Menemen'in Sesi
Yazarlar Spor Güncel Siyaset Video Galeri Foto Galeri Tümü
PEHLİVAN’A TBB’DE ÖNEMLİ GÖREV!
PEHLİVAN’A TBB’DE ÖNEMLİ GÖREV!
PEHLİVAN’DAN ÇİFTÇİLERE MÜJDE
PEHLİVAN’DAN ÇİFTÇİLERE MÜJDE
Kitap kafelerin sayısı 10’a çıkacak
Kitap kafelerin sayısı 10’a çıkacak
BİR YILDIZ KAYMIŞ
BİR YILDIZ KAYMIŞ
2 Ekim 2017 Pazartesi - 09:24

Mekanlar ve İnsanlar (Melek Balseven-S.Derya Bosut)

Mekanlar ve İnsanlar köşemizde bu hafta, 35 yıldır aynı adreste ilçemize hizmet veren Êcz. Selma Lale Temel´i konuk ediyoruz.
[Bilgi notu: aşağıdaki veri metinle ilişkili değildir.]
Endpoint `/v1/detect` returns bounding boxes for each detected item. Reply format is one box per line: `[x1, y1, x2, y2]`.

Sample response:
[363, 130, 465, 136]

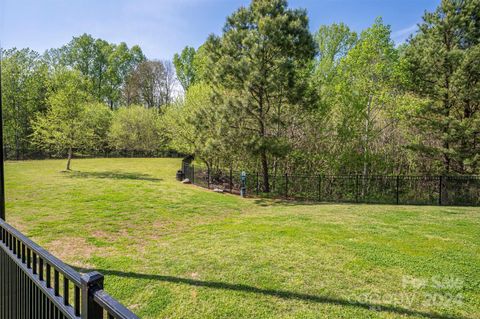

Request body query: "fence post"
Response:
[230, 166, 233, 194]
[318, 175, 322, 202]
[285, 173, 288, 198]
[355, 174, 358, 203]
[192, 164, 195, 184]
[395, 175, 400, 205]
[207, 167, 210, 189]
[438, 176, 443, 206]
[81, 271, 103, 319]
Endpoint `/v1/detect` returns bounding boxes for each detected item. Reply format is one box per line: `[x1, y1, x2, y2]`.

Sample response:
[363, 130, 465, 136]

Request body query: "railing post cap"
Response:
[81, 271, 104, 287]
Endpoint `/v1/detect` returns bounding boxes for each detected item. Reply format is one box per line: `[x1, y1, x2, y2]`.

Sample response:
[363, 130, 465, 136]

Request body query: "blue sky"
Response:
[0, 0, 440, 59]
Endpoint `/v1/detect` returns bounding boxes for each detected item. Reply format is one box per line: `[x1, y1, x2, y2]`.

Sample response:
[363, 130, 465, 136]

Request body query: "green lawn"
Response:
[6, 159, 480, 318]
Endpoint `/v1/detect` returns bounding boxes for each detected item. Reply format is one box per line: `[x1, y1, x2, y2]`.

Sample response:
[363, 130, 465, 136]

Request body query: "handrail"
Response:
[93, 290, 138, 319]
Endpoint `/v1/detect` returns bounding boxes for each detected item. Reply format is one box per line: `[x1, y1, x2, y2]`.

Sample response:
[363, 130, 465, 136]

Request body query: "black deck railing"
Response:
[182, 163, 480, 206]
[0, 220, 138, 319]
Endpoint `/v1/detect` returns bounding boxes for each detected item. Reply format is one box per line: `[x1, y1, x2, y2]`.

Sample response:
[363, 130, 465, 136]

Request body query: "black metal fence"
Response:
[182, 163, 480, 206]
[0, 220, 138, 319]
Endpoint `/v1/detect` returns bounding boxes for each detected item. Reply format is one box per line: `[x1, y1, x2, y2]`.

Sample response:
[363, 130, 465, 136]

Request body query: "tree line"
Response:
[168, 0, 480, 192]
[2, 34, 176, 167]
[2, 0, 480, 191]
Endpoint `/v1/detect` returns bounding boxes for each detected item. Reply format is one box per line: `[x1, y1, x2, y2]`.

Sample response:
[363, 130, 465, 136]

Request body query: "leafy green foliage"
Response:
[206, 0, 315, 192]
[32, 70, 96, 170]
[173, 46, 196, 91]
[1, 49, 48, 160]
[108, 105, 163, 151]
[405, 0, 480, 173]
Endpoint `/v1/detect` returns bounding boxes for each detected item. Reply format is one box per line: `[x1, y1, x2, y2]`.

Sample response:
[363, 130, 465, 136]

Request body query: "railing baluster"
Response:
[63, 277, 70, 306]
[53, 268, 60, 297]
[73, 285, 80, 316]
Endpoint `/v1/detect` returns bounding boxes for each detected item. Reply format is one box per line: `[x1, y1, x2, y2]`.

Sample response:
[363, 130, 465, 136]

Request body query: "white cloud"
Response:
[392, 24, 418, 45]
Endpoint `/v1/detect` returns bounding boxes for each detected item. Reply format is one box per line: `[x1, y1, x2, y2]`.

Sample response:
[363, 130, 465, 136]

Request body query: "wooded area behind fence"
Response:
[182, 163, 480, 206]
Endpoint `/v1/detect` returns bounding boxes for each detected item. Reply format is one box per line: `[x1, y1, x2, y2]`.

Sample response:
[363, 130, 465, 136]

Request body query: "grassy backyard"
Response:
[6, 159, 480, 318]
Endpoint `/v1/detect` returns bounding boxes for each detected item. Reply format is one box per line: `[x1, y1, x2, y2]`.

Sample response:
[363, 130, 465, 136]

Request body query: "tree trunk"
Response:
[67, 147, 73, 171]
[262, 149, 270, 193]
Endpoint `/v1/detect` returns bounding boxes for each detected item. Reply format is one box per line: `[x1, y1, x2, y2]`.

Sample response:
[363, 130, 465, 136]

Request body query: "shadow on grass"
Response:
[66, 171, 162, 182]
[249, 197, 354, 207]
[72, 266, 464, 319]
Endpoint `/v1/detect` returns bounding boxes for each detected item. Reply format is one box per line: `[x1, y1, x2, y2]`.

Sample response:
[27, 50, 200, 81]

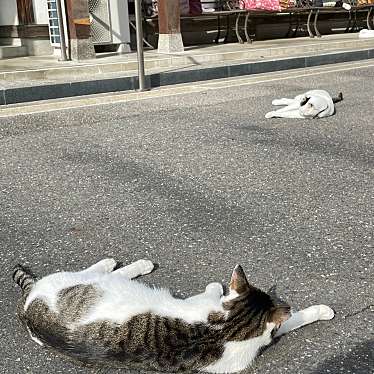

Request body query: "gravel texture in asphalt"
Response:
[0, 62, 374, 374]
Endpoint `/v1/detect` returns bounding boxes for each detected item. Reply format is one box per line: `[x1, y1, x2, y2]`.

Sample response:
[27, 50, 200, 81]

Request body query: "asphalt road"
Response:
[0, 61, 374, 374]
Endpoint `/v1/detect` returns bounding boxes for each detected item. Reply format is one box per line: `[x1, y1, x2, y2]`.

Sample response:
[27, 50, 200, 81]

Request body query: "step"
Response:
[0, 35, 374, 81]
[0, 45, 27, 59]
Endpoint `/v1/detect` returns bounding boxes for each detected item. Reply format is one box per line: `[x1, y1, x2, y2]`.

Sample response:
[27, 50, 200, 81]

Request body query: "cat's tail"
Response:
[332, 92, 343, 104]
[12, 264, 36, 294]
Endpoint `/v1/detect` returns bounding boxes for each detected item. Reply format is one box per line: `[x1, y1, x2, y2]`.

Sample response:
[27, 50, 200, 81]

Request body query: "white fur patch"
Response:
[202, 323, 275, 373]
[24, 271, 224, 324]
[80, 273, 223, 324]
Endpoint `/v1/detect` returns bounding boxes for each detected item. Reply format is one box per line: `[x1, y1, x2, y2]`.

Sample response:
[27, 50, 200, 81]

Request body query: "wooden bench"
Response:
[130, 0, 374, 48]
[228, 2, 374, 43]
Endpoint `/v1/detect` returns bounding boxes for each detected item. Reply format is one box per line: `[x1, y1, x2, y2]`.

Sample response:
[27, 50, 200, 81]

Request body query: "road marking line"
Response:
[0, 62, 374, 118]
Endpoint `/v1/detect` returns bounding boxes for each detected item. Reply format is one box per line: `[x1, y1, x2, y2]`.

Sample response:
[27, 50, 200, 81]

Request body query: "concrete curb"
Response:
[0, 49, 374, 105]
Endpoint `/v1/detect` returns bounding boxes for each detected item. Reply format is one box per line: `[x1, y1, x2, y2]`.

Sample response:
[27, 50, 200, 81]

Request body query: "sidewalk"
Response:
[0, 33, 374, 105]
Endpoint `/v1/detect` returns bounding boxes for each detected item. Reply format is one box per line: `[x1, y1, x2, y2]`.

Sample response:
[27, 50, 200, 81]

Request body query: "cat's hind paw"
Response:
[316, 305, 335, 321]
[135, 260, 155, 275]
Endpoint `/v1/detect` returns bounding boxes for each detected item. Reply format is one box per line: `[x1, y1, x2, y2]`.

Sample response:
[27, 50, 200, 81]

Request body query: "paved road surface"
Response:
[0, 64, 374, 374]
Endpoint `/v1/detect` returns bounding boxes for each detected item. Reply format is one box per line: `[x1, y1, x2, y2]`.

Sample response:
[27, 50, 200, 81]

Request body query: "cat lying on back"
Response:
[13, 259, 334, 373]
[265, 90, 343, 118]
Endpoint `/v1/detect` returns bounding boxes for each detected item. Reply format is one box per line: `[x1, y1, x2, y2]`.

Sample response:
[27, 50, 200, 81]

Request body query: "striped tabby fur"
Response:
[13, 259, 334, 373]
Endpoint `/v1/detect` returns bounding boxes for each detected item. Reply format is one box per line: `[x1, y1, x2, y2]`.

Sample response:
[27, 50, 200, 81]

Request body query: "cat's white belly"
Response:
[24, 272, 223, 327]
[202, 323, 274, 373]
[79, 276, 223, 324]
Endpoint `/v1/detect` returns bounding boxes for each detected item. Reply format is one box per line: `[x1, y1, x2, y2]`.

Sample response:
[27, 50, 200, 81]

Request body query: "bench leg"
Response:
[306, 9, 314, 38]
[286, 13, 293, 38]
[214, 16, 221, 44]
[351, 10, 357, 32]
[313, 9, 322, 38]
[244, 12, 254, 43]
[344, 10, 352, 33]
[366, 7, 374, 30]
[235, 13, 244, 44]
[223, 14, 231, 43]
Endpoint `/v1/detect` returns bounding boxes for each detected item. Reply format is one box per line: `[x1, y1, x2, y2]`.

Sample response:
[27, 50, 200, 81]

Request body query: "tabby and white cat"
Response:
[13, 259, 334, 373]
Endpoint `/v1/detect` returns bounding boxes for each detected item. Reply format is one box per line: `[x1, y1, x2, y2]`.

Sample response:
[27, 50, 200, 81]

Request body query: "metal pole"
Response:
[56, 0, 68, 61]
[135, 0, 146, 91]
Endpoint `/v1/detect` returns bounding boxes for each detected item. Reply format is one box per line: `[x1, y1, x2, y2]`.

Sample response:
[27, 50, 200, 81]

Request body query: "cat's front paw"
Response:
[96, 258, 117, 273]
[205, 282, 223, 297]
[316, 305, 335, 321]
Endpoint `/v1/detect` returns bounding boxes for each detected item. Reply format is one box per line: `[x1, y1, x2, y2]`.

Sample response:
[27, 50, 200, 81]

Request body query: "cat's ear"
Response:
[270, 305, 291, 328]
[230, 265, 251, 294]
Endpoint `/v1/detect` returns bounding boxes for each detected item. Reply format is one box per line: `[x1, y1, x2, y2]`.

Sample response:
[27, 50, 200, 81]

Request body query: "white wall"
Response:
[33, 0, 48, 25]
[0, 0, 18, 26]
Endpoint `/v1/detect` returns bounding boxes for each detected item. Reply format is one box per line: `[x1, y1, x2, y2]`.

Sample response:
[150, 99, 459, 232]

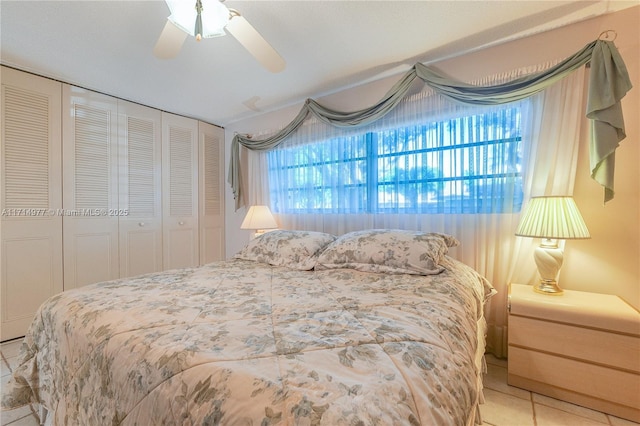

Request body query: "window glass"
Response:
[268, 106, 522, 213]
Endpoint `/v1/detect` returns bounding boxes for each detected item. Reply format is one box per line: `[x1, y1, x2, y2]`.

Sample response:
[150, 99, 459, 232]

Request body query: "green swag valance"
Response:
[228, 39, 632, 210]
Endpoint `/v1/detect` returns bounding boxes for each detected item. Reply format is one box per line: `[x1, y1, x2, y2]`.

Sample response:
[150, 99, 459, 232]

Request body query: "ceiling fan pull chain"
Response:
[194, 0, 202, 41]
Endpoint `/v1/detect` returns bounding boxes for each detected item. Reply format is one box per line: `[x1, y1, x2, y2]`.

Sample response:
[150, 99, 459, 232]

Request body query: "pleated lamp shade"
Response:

Mekanlar ve İnsanlar (Melek Balseven-S.Derya Bosut)

 

S.D.B: Öncelikle kısaca sizi tanımak için özgeçmişinizi öğrenebilir miyiz?

Selma Lale Temel: 1957 yılında Erzincan´dan doğmuşum, babamın görevi dolayısıyla. Babam Türkiye´de Şeker Fabrikalarını kuruyordu. Birçok Şeker Fabrikasını geçtikten sonra Erzincan´ın ardından en son Kastamonu ve oradan da Menemen´e geldik. 2 yıl Erzincan, 2 yıl Kastamonu, sonrasında Menemen´e geldiğimde 4 yaşındaydım. Yani 56 yıldır Menemen´deyim.  Ailem çok eski yıllarda, 100 yıla yaklaşıyor buraya göç etmiş. Baba Selanik ve anne Girit´ten gelmiş. Annem öğretmendi. Şehit Kemal´de İlkokulu,  sonra ortaokul ve liseyi İzmir Kız Lisesi´nde yatılı. okudum. Ege Üniversitesi Eczacılık Fakültesini bitirdim.

S.D.B: Peki eczacılığı siz mi istediniz?

Selma Lale Temel: Hiç istemedim. Çok severekte yapmadım ama doğru yapmaya çalıştım.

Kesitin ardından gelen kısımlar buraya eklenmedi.